Someday I will walk out the back door of my cabin. I'll check to make sure the melting snow is draining off the roof, and not catching moisture under the eaves. There will be a chicken perched on my kitchen windowsill. And up the hill a little ways, a shaggy brown head as long as my arm will poke her nose out from behind a maple tree.
Her thick winter coat will leave clumps of hair wherever she scratches. Unkempt, perhaps, but clean. She'll nudge me, watching with her curious eyes, wondering what work we might have planned. Behind the corrugated tin wall of a loafing shed, her half-sister will regard us through one sleepy eye. She looks up only when I call to her, unwilling to disturb her doze unless absolutely necessary.
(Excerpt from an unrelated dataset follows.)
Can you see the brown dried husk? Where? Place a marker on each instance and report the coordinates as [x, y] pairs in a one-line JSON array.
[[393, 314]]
They'll be small for a team, maybe only fifteen and a half hands, with wide, smooth backs. I'll bring them into the lower level of our hillside barn. From above, we'll throw down hay when the sun goes down. For now, they stand quietly while I gather up gear. Shiny black working harnesses line one wall of a former box stall, each one lovingly cared for with saddle soap and neatsfoot oil and brasso on the fittings. I'll warm up their bits in my hands, and begin draping them in all the finery of a working trade. Come girls, let's get to work.
We'll walk out together into the woodlot, with a chainsaw, an axe, and a pouch full of felling wedges. Maybe someday I'll cut a tree or two with a crosscut saw, for fun or for demonstration, but today we have real work to do and but a few hours of daylight to do it in. We pick the ugliest trees, those crowding better-formed neighbors for sunlight or water. I find a hole in which to drop one. Then another. A peavy to help me roll the butt logs onto a length of chain, and then it's up to the girls.
Step, Big Mama. Step. One step at a time, till the chain draws tight. Draft-powered winch brings the logs up to the trail. We'll lift the heavy ends just off the ground, hanging from an arch that the horses can pull behind them like a small cart. And then it's away we go. Down the hill, past the cabin, past the barn. Right up to our own, cranky old sawmill, where we'll saw boards. A little draft power to help lift the heavy logs up onto the table. And then back for another. Good girls. I couldn't do this without you.
There's money in logging, to be sure, though surely not much. The demand for horse loggers, near as I can tell, greatly exceeds the supply. And we'll go out, someday, to someone else's farm, who will want their logs skidded up onto a truck to go to a mill and market. But we'll start on our own land, in our own woodlot, cutting our own trees to make our own boards. And maybe, just maybe, all that wood will be finished into fine furniture. A value-added product.
Two brown Suffolk mares. That's all I want.